Friday, 16 March 2018

Not knowing

The single thing that drives me to distraction is not knowing. I don't know what it is I don't know. I can't even imagine it.
 (Life or death)
I happen to believe that it is possible to give an account of ultimate reality without invoking the appearance-reality distinction. If you want to know how, well that’s something I’m currently working on...
(Ask a Philosopher: Questioning the appearance/ reality distinction)
     It's time to play my cards.
     Ultimate reality resides in the here-and-now. — There, I've said it.
     In some sense, that is something I have always believed, right back to The Metaphysics of Meaning. For the longest time, I thought the only way to describe this was as a 'triadic movement'. A 'dialectic of illusion'. You start with the here-and-now. Then you fall into 'metaphysical illusion' (the 'illusion of detachment'). Then, heroically rescuing yourself from metaphysical illusion, you return to the here-and-now, but this time with a philosophical 'understanding' you didn't have before. — Exhausted but happy.
     As I remarked in Life or death, 'It isn't enough.'
     Then, what?
     Yes, metaphysical illusions (plural) are part of it. I'm sure there are more than the two illusions I chose to look at (the ego and truth illusions). However many illusions or wrong steps you add to your inventory, the 'negative way' (via negativa) can only get you so far. You have to turn around, look, find the positive.
     It will take discipline. You keep hankering after impossible 'knowledge'. Imagining that you can sneak a peek and catch it unawares. But there's nothing to catch.
     There lies the ultimate illusion.
     We don't 'not know' the ultimate theory of everything (in the physical sense) because the regress of 'wheels within wheels within wheels...' is never-ending. Or else at some point you come to a screeching halt. (Superstrings, or whatever.)

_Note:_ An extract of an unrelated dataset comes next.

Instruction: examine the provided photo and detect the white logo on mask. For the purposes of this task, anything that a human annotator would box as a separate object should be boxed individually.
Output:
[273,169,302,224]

     We don't 'not know' the ultimate purpose or meaning of life because every attempt to describe the ultimate meaning ends up as some variety of 'family story' (Nous, Great Architect, Loving Father, etc.) And then, 'Is that all there is?!'
     Science is great, we should keep on doing it. Let's pool our resources, build a super-large hadron collider the size of Switzerland if that's what it takes.
     As for religion, 'believe what you like, it makes no difference'. But if you come up and tell me that I must do so-and-so because the Great Thingamajig commands it, I will laugh in your face.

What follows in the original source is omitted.